In doing research for my upcoming book I learned that 1 in 4 pregnancies end in a loss.
Loss is more than just a miscarriage.
Loss can be a stillbirth or even termination.
Loss can be the death of an infant after birth and before their first birthday.
While there is some halachic prescriptions to follow for older babies who pass after one-month-old like sitting shiva – the seven-day mourning period, unfortunately – the Torah is very quiet on how to cope with the loss of an unborn child, stillborn child, or young infant.
Wondering why I am talking about this here and what it has to do with organizing?
The reasons why I am including this in my book are many but the main reason is that I believe that many women- starting from well before they are ever in the realm of thinking about babies assume that everything will be ok when they are ready to have one.
They are shocked and deeply saddened because they weren’t expecting that anything could ever go wrong. And if something does go wrong, they think it is their fault, and they think they are all alone.
After talking to at least a dozen women about this, they all said they wished they had known that they weren’t alone and that a pregnancy loss wasn’t their fault. They felt that if they had had support, their depression wouldn’t have been as bad, and they could have moved forward quicker and with more grace.

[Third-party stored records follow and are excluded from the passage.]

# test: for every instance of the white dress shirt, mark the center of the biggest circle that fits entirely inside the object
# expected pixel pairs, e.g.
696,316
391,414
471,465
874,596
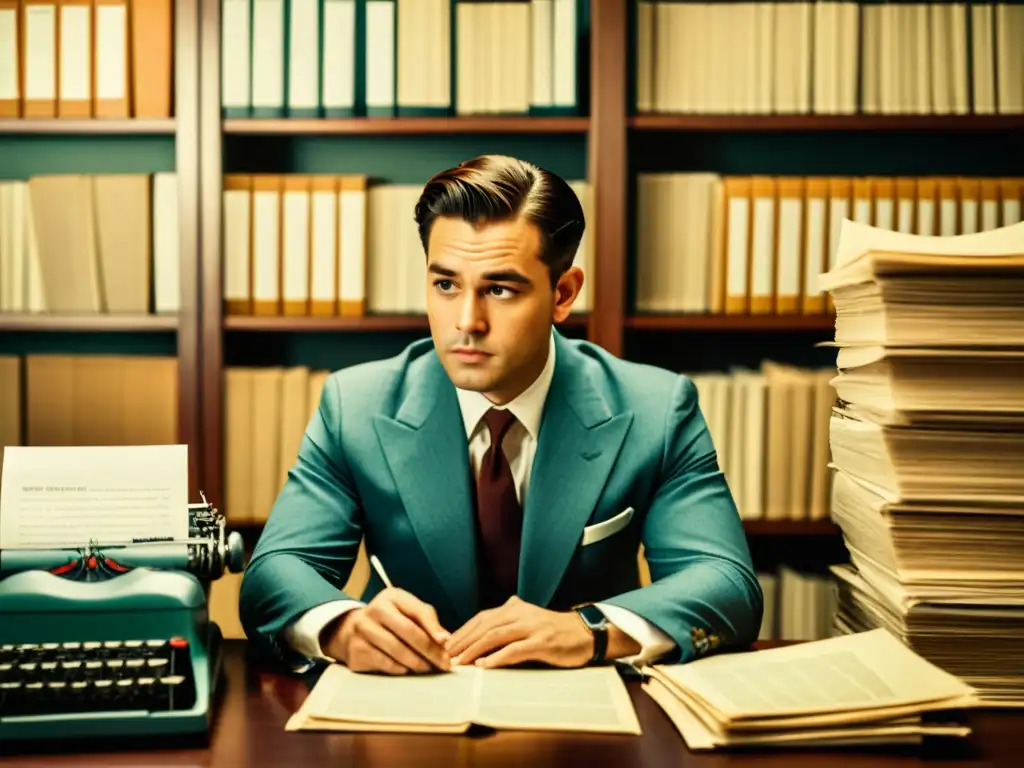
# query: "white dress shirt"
519,445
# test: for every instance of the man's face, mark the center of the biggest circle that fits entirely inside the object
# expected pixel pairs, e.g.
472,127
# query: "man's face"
491,304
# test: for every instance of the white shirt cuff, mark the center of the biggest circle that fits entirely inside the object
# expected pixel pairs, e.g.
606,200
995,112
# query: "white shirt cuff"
303,634
653,642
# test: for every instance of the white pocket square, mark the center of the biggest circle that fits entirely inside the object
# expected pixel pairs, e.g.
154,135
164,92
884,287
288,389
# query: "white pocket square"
603,529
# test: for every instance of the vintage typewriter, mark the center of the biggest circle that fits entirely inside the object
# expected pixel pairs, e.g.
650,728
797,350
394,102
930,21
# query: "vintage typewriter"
113,639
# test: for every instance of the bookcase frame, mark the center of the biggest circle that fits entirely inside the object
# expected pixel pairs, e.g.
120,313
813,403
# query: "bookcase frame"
199,131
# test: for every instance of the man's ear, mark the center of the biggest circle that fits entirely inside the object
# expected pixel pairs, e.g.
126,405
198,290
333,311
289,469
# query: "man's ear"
566,291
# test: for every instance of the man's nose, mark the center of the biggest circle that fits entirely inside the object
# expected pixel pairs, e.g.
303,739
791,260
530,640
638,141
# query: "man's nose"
472,317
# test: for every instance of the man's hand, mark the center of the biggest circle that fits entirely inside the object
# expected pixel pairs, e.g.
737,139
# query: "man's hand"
519,632
395,634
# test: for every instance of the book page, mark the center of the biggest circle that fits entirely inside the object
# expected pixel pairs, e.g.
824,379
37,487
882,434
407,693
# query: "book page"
593,698
865,671
69,496
437,700
857,239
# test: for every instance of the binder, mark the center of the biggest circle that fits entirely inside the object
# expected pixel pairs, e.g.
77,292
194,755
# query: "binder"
269,58
340,48
236,57
39,57
10,58
295,249
266,249
153,58
304,57
324,246
380,65
75,58
111,41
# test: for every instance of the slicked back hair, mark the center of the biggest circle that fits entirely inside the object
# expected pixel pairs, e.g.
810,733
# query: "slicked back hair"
497,187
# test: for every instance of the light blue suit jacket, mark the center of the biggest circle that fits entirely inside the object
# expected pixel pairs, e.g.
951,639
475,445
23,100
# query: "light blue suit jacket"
386,456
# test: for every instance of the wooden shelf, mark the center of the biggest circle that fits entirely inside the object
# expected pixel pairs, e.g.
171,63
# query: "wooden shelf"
727,323
88,323
792,527
329,325
826,122
85,127
418,126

If you have been following me for a while, you know I take a holistic approach to organizing.
You can’t just look at someone’s clutter and say “I can fix it!” Snap your fingers, and it is done. It can take years to help people with severe clutter problems (or even mild clutter problems), and sometimes they never truly are able to control the clutter.
The emotional baggage that can stay with a family after a pregnancy loss can last for a very long time, and it can send home life into a tailspin, especially when there are children to care for.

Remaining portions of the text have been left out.